INSIGHTS INTO THE RATES AND MECHANISMS OF MICROBIAL MAT SEDIMENT TRAPPING AND BINDING VIA FIELD AND LAB EXPERIMENTS

Little Ambergris Cay (Turks and Caicos Islands) is a young (2,000 years old) island that has formed emergent land during a period of sea level rise. With oceans rising rapidly many coastal environments are at risk; what factors does Little Ambergris Cay possess that make it resilient to sea level rise? Microbial mats and mangroves cover most of the intertidal area in the interior lagoon of Little Ambergris Cay; we hypothesize that they both play an important role in sediment stabilization in this setting.
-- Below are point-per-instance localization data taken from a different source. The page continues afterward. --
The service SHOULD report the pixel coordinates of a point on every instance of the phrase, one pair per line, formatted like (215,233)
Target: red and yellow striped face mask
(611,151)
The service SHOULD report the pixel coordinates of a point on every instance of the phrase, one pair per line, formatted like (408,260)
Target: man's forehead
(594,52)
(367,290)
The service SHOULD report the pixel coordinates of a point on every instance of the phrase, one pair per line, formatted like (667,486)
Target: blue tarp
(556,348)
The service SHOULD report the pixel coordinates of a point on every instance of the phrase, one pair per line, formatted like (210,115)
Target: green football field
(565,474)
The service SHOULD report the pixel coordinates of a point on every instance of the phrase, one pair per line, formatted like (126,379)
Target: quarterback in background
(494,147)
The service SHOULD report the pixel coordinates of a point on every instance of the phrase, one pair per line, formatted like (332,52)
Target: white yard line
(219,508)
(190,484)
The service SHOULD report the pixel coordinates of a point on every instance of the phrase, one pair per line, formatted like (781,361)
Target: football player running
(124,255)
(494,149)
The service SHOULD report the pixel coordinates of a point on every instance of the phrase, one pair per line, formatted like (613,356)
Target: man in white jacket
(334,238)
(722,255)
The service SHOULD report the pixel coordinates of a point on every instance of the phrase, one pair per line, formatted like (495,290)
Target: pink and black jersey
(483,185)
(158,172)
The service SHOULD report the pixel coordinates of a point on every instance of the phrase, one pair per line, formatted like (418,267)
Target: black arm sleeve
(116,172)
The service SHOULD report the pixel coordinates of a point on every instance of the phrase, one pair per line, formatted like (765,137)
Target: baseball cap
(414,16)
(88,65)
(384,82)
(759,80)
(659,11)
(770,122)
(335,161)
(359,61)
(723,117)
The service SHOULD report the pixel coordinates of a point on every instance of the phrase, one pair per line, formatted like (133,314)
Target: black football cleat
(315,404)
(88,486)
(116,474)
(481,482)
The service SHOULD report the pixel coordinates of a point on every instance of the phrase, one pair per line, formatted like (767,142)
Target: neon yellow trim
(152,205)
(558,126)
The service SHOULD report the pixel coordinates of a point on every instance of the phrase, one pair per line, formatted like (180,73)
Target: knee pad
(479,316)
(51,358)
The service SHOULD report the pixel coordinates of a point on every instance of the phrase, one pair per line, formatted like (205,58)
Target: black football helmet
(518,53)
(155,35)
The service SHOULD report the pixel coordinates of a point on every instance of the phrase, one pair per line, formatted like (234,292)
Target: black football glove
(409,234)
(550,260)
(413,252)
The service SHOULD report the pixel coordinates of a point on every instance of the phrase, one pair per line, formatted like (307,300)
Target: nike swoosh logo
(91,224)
We designed a series of field and lab experiments to characterize the rates and mechanisms of trapping and binding by the microbial mat communities. Field experiments characterized how sediment trapping and binding were influenced by mat type and environment. Lab experiments were designed to document the timescales of sediment trapping and binding with varying sediment types and bed shear velocity. For the field experiments, ooids were added onto microbial mat, incubated in the field for 24 hours, and then collected to assess how much sediment remained and characterize filament growth. Replicate pieces of polygonal mat, flat mat, and flat mat with Batophora growth were incubated in either a high energy environment (tidal channel) or a low energy environment (interior lagoon protected by mangroves). We compared before and after images to characterize how much of the added sediment remained at the end of the experiment. For the lab experiments, mats were placed in a flume with a known amount of sediment to observe trapping and binding during active sediment transport at different bed shear velocities. Trapping and binding were characterized by measuring the mass of sediment not attached to the mat and by comparing before and after images of the mat. The results of our experiments demonstrate that microbial mats on Little Ambergris Cay can trap and bind a substantial amount of the sand deposited on them on timescales as short as a tidal cycle in the field and the lab. This amount of sediment is much more than is delivered during fair weather conditions, but is comparable to the thickness of sediment delivered by storms. Storm frequency and rapid sediment binding by microbial mats could enable fast but intermittent sediment accumulation, possibly contributing to the island's resiliency against sea-level rise.